Crash #6 from Ten Crashes
by Jon Fried
All I have to do is get out the door. I knew this would be bad, and it's bad. Alex is throwing a rubber ball against the playroom wall ping ping ping like a little ice pick in the brain, and I'd tell him to stop but what's the point now. Jeremy is chewing his knuckle in the corner of the room, following me and Laura around the house as we try not to scream at each other. I'd tell him to stop chewing his knuckle but he'd just start chewing his nail and beside, no point now. I'm thinking of Vicky, and I'm only thinking of a stiff drink because that's what Laura thinks I'm thinking. It's 11 in the morning and I got my problems but that's not one of them. I'm thinking yes of Vicky in bed where I'll find her later, Vicky with everything, Laura with nothing, it's not hard for me to keep my mouth shut. I'm out of here. I have no problem. I am out of here. I'm looking at the door, but I have a couple things I've got to do. I got to get some clothes, I got to get my tool box, I got to download some email and some files and that's about it. I give her my keys. I get my shit. And I'm gone. The keys she says. I'm thinking I should get my stuff before I hand them over, but the less I have to hear her voice the better so here. Did you make copies, she says. Her mouth down turned into that face I'll never have to stare at again. Down turned like everything else about her. No, I didn't make copies. And I almost laugh. What am I going to do, sneak in and raid the fridge? Scare everybody? When are you going to see the boys. Whenever they want to see me. Every day, she says, and she's all choked up. Jeremy's got his hands in his face and he's looking at the floor. She can cry, fine, but this is not what you think, I want to tell him, but not now.
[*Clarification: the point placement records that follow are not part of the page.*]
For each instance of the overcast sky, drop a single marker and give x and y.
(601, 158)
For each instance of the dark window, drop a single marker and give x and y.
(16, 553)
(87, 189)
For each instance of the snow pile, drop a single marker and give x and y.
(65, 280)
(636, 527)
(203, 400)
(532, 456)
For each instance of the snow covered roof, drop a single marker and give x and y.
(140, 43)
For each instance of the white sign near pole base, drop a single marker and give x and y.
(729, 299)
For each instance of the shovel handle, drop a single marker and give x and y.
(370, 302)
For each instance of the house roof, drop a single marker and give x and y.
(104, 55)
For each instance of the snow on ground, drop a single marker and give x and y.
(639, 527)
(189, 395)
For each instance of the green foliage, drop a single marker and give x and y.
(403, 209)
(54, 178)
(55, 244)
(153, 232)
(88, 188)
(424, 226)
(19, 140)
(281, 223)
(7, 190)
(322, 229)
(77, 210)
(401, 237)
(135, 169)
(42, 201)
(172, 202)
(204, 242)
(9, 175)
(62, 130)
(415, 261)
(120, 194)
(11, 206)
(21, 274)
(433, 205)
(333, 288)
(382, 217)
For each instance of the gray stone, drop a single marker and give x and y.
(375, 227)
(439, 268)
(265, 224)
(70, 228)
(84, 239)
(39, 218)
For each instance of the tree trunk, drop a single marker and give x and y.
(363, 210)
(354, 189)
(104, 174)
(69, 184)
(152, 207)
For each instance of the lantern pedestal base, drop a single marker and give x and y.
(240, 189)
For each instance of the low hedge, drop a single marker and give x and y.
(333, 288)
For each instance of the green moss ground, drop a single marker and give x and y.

They all think it's Vicky, but it's long before that. Your mother wanted me to be things I'm not going to be, and she just figured she'd get her way like she usually does by poking and frowning, but some things you don't get that way. Management, she wants me to be management but I am not management and I don't want to be management. She can be management. She said, goals, she wants me to have goals. Sounding like her mother. She took out a pen and a pad and wants to help me. She wants a day care we can't afford. I say it's what they get at home that counts. It goes on. I can't take it. It was over before Vicky. Jeremy when they found the email and this was said and that was said and I said OK, I'm sleeping elsewhere, he said do you have a picture of her. My twelve-year-old son wants to see a picture of her. To see what exactly? I got two in my wallet. One I can't show him. But I say, no, it's not what you think. And I never ever intended to hurt anybody's feelings.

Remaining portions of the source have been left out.